A $4,000 Chickasaw-owned horse that crossed finish lines to earn more than $1 million this year fell just short of winning the coveted Triple Crown of quarter horse racing on Sunday.
Wicked Courage was the first horse since 2005 to vie for the Triple Crown. Only a trio of quarter horses has won the Triple Crown since formal racing of the breed began in the 1940s.
Owner Andrew Smith, a Chickasaw citizen and Ardmore resident, was confident Wicked Courage would win the Ruidoso Downs All American Derby on Labor Day. Had the horse won, it would have claimed top prizes in three races considered the coup d’état of quarter horse racing.
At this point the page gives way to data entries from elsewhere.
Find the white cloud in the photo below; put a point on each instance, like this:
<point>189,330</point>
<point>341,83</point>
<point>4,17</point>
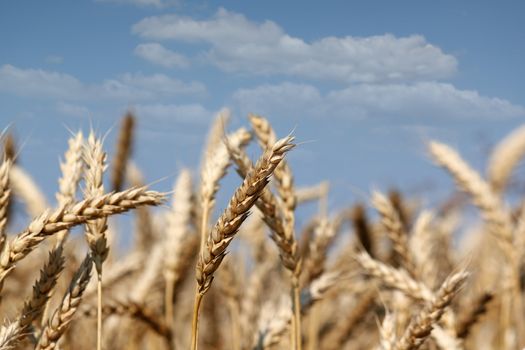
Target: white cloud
<point>72,109</point>
<point>158,54</point>
<point>240,45</point>
<point>191,113</point>
<point>129,87</point>
<point>54,59</point>
<point>418,100</point>
<point>143,3</point>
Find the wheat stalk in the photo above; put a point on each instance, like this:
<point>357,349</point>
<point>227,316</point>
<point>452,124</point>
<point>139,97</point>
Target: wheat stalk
<point>63,315</point>
<point>229,222</point>
<point>421,326</point>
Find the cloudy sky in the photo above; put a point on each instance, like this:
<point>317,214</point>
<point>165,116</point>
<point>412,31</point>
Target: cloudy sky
<point>362,84</point>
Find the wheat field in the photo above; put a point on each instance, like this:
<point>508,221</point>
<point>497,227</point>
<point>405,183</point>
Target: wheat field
<point>388,273</point>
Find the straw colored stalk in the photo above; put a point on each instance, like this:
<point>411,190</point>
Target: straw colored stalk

The Cinderella story came to an end after Wicked Courage was slow out of the gate and became boxed in on the rail behind three other horses.
As the race announcer said: “Wicked Courage has nowhere to go.”
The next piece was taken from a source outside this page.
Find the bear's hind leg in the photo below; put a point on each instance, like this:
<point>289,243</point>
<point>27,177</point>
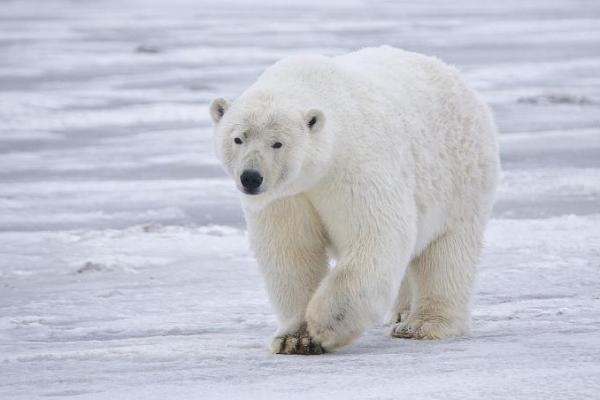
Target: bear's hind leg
<point>442,279</point>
The horse could not stay on the rail and pull ahead and could not go wide. He was surrounded by competitors and finished the race seventh.
“I’m disappointed, but the sun came up today so everything will be okay,” Mr. Smith said Sept. 3.
Ninety days of rest are in store for the 3-year-old gelding, who was a heavy favorite to win last Sunday.
“We may not run him until March at Remington Park,” Mr. Smith said. “I want him to rest up, eat some grass and just relax some. He’s a great horse and still the fastest horse in America as far as I’m concerned.”
Wicked Courage moved into the top slot in the nation Aug. 6. He then proved he was one of the finest quarter horses in America by finishing second Aug. 17 by qualifying for the final leg of the Triple Crown. Wicked Courage finished second with a time of 21.16 seconds in the 440-yard race.